As you might expect, content industry groups could not resist the siren call to roll out the usual industry-funded “studies” to back up the usual draconian policy recommendations. TechDirt lays out the industry asks here. Despite the Czar’s request that filers explain the sources and methodology that support any data they submit, it doesn’t look like anyone took the opportunity to defend or revise these notoriously flawed and incomplete studies. Patrick Ross summarizes and links to all the content industry filings here.
It can be difficult to make sense of pleas for help from booming industries, not to mention praise for “creators” from corporations who routinely fight to avoid paying them. Luckily, CCIA and the Net Coalition filed an epic rebuttal explaining all the ways industry arguments fall short. In their 50+ pages of comments (and another 50-ish pages of attachments) CCIA and Net Coalition lay out a laundry list of the fallacies embodied in the industry studies and arguments. Again, TechDirt does a great job breaking down the filing into digestible bullets, but if you care about these issues it’s worth your time to at least read the first part of the comments yourself.

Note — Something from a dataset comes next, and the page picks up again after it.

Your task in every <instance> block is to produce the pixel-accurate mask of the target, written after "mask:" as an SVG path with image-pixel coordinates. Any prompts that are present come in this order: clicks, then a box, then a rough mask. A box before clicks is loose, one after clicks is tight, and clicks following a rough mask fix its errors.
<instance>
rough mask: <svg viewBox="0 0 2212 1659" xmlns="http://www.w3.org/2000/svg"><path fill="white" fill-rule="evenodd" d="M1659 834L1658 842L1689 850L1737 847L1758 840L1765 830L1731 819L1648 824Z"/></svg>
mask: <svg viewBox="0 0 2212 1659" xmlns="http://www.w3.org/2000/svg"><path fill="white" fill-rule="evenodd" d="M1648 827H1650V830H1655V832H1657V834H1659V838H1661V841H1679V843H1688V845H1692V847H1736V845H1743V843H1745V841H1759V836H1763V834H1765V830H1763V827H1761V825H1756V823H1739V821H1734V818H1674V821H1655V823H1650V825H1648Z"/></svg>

Perhaps the most striking thing that CCIA and Net Coalition point out (see Section III, page 39 of the PDF) is that somewhere between the passage of the PRO-IP Act (which describes what should be in the Czar’s Joint Strategic Plan) and the Czar’s request for comments, counterfeiting and criminal enforcement disappeared almost completely from the agenda. The word “counterfeit” appears repeatedly in the PRO-IP Act — in almost every context where “infringement” is mentioned, counterfeit is also there. But in the Czar’s request for comments? It shows up only twice, in passing. Very strange.
On the consumer/access side, several groups submitted comments warning the IP Czar against aggressive moves that would undermine privacy and openness on the web. EFF and Public Knowledge filed joint comments from the public interest perspective.
We’ll be keeping a close watch on the office of the IP Czar. While her statutory mandate is to coordinate enforcement efforts, she may well decide to make substantive policy recommendations in her Plan.